LIGHTS OUT “Pilot” Review


LIGHTS OUT “Pilot” Season 1 Episode 1 – The show opens with a face, bruised, bloody, lumpy; it has been beaten to a pulp. The man is lying on his back on a silver table under bright lights, bright enough for a pathologist to examine this specimen. His wife looks at him and barely manages to contain a sob. He is not in a morgue. He’s a boxer. This is Patrick “Lights” Leary (Holt McCallany) a heavyweight champion boxer.

Theresa is his wife and physicians’ assistant. She gave him an ultimatum after his losing fight with Reynolds (the results of which we see in the opening scene): keep fighting or lose his family. He chooses the latter, which puts his career into a tailspin for five years. Now he wants to climb back to champ status, just as she gets into a residency and qualifies as a doctor. Lights’ father blames Theresa for taking him out of the game just as he could have made it big. Now Lights is in over his head with problems with the IRS. His family gym is in debt; his brother Johnny is supporting him financially.

There are the daughters: they both ask for money, one for a bikini wax, the other for the new biography of Eleanor Roosevolt. The youngest girl is touchingly frightened by her father’s fighting past.

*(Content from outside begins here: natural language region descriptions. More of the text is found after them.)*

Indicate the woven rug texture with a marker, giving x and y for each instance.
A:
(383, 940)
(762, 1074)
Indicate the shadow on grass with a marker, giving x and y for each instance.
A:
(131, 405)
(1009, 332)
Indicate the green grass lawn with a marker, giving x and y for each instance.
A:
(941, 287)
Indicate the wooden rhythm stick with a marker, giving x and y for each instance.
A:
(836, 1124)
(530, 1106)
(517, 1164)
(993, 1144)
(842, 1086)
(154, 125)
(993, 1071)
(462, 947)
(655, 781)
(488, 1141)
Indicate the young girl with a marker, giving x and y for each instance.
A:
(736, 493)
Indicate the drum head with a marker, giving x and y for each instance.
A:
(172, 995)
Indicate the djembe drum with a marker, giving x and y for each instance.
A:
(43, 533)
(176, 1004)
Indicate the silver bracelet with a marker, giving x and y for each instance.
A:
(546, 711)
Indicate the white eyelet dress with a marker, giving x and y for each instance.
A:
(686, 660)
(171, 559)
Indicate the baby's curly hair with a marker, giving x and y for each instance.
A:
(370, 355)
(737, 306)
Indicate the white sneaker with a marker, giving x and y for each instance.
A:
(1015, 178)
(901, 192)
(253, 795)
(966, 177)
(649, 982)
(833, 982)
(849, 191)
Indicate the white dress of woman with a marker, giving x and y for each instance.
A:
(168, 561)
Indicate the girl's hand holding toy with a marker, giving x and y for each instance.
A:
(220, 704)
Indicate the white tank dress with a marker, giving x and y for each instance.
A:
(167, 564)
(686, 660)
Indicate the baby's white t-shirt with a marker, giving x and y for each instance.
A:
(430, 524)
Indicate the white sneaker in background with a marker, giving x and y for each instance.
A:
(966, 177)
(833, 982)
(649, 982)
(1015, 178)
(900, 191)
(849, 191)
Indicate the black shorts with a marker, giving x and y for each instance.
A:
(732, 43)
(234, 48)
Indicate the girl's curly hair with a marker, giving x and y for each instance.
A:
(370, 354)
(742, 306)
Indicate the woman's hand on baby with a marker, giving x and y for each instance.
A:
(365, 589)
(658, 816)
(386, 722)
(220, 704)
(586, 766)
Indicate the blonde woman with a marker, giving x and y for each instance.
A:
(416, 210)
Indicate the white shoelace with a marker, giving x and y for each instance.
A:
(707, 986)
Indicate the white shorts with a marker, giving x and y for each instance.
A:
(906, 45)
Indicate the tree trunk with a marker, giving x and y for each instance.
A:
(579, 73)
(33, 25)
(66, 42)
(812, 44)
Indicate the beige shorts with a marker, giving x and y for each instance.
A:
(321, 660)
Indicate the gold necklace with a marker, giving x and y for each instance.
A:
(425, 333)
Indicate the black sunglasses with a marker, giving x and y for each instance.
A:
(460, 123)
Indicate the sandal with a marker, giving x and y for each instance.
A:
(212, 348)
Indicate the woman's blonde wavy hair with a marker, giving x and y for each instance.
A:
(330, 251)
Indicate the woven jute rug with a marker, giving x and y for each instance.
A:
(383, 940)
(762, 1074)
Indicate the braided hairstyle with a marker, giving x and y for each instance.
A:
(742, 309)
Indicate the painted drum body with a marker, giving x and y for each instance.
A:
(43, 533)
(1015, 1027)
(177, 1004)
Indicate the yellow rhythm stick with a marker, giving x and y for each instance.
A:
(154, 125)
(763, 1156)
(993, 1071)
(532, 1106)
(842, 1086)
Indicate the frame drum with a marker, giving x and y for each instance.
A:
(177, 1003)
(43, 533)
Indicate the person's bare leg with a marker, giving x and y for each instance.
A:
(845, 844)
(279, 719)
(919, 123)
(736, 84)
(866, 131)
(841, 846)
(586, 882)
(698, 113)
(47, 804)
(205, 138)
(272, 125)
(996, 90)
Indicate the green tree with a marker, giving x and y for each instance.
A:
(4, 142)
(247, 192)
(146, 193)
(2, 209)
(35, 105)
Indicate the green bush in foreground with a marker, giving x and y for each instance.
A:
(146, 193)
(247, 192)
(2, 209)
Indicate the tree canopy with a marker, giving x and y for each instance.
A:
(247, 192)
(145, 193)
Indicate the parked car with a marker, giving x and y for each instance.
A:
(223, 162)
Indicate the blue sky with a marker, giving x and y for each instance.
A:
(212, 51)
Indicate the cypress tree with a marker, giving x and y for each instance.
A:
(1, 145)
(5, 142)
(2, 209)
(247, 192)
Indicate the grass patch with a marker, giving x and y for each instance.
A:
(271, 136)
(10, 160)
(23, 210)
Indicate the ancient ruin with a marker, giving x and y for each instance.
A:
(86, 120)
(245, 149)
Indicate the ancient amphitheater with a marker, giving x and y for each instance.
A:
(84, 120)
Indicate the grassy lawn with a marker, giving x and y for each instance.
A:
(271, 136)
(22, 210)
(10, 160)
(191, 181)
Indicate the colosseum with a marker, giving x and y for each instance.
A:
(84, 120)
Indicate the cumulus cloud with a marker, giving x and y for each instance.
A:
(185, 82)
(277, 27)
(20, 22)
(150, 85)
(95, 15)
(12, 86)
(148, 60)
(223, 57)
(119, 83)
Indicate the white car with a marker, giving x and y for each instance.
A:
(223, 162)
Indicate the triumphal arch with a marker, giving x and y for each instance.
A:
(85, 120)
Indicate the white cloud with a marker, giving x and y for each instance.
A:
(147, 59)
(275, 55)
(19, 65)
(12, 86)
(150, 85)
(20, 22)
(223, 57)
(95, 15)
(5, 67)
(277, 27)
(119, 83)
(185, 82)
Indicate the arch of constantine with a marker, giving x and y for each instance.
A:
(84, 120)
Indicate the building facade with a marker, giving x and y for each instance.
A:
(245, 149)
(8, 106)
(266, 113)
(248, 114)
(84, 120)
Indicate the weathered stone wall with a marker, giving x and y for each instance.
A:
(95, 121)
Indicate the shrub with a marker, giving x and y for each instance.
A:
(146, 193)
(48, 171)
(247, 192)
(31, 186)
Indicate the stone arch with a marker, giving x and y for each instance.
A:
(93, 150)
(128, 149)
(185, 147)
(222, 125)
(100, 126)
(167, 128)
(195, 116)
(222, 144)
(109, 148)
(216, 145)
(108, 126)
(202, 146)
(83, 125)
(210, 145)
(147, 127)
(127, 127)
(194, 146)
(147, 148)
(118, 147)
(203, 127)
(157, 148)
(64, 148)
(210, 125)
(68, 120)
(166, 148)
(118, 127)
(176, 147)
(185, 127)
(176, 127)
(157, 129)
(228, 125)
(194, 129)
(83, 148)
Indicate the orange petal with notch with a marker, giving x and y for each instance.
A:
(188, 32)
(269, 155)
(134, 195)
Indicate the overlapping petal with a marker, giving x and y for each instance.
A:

What I know of boxing has been gleaned from Rocky and The Fighter. This is not a problem however. Boxing is to Lights Out what gangs was to The Sopranos and gold to Deadwood. It is more than a MacGuffin, for it shapes the people in the story, but the story is still about the people.

Because this was the premiere, it was mostly centered around Lights: a wise move. Too many storylines, too many characters and the show becomes too confusing. However the characters on the periphery are potentially fascinating. From the daughters who could provide a wealth of drama (and who could all deliver lines convincingly, so cringe worthy child acting seems to have been avoided) to the brother Johnny who seems compelled to help despite his own personal misfortunes, Holt McCallany has the physique to pull off the character of Lights, and he brings a familiar likability to his character. Once a local legend, now he’s calling bingo at the local restaurant.

The best thing about this show is that Lights isn’t a dumb short tempered jock. He doesn’t have a heart of gold and fists of steel. He is calculating. The ways in which his character was written, and the way McCallany portrays him, were just brilliant. The editing; the quick flashes to violent, mean deeds, were thrilling. Unlike most pilots, this doesn’t blow events out of the water with heroic battles or life threatening situations. It’s collectedness, it’s resistance to drowning the audience with drama and action, makes the promise of a second, third, fourth and so on episode more appealing.

All in all, I thought it was an exceptional pilot, with a uniformly strong cast, particularly its lead and great writing. An exciting show I cannot wait to see more of.